Can management fees deducted from an IRA be “reimbursed”?

Let’s say John Doe has an IRA. He pays investment management fees to an investment manager based upon a percentage of assets in the IRA. The investment manager deducts the management fee directly from the IRA account. The investment manager will not bill their fee directly or from an account with non-qualified funds.

Essentially, John Doe is paying investment management fees (a normally deductible expense) with qualified dollars, thus missing out on the tax deduction. Can John make deposits to his IRA in excess of the annual contribution limit in order to reimburse the IRA account for the management fees deducted?
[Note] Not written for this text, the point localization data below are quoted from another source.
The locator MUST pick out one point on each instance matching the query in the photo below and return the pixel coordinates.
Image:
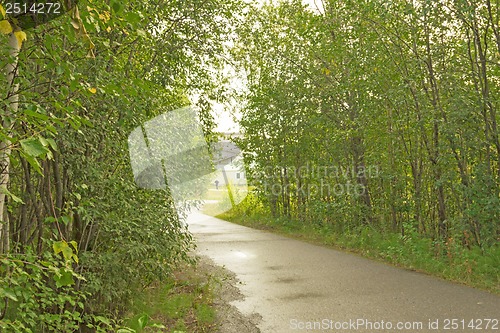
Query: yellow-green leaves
(5, 27)
(21, 37)
(69, 252)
If not, are there any alternative strategies John can use to deduct his management fee expenses?



If the advisor will not bill outside the IRA, there is no alternative to the IRA value being reduced. There is no provision for replacement or supplemental contributions to the IRA to replace these fees. Many firms will bill outside the IRA upon request and that preserves the IRA value as well as the possibility of a misc itemized deduction.

That said, if the IRA is not a Roth IRA, the direct debiting of the fees is not a taxable distribution so the fees are being paid out of pre tax dollars. That is preferable in many cases for those who cannot itemize deductions, who lose their misc deduction to the AMT, or who do not exceed the 2% of AGI floor for the misc deduction. For those who have both TIRA and Roth IRAs, it is a violation to bill the entire fee to the TIRA for obvious reasons.



I usually recommend that my clients have the management fees deducted from the IRA during the “accumulation phase” – to give a better idea of the manager’s investment performance. Once they begin RMDs we look at that decision again.



Thank you both for the answers. They were as I suspected but I was hoping there might be some obscure private letter ruling addressing the subject that I was unaware of.

I have a related follow up question.

Let’s say a custodian directly debits their custodial fees from John’s IRA. John is unable to pay the fees as his IRA only has illquid, non-cash holdings. John owes his custodian fees of $100. The custodian will not direct bill. If John deposits $100 into his IRA to pay the fees, is that considered a contribution to his IRA?



[quote=”[email protected]“]I have a related follow up question.

Let’s say a custodian directly debits their custodial fees from John’s IRA. John is unable to pay the fees as his IRA only has illquid, non-cash holdings. John owes his custodian fees of $100. The custodian will not direct bill. If John deposits $100 into his IRA to pay the fees, is that considered a contribution to his IRA?[/quote]

Yes, it would be considered a contribution.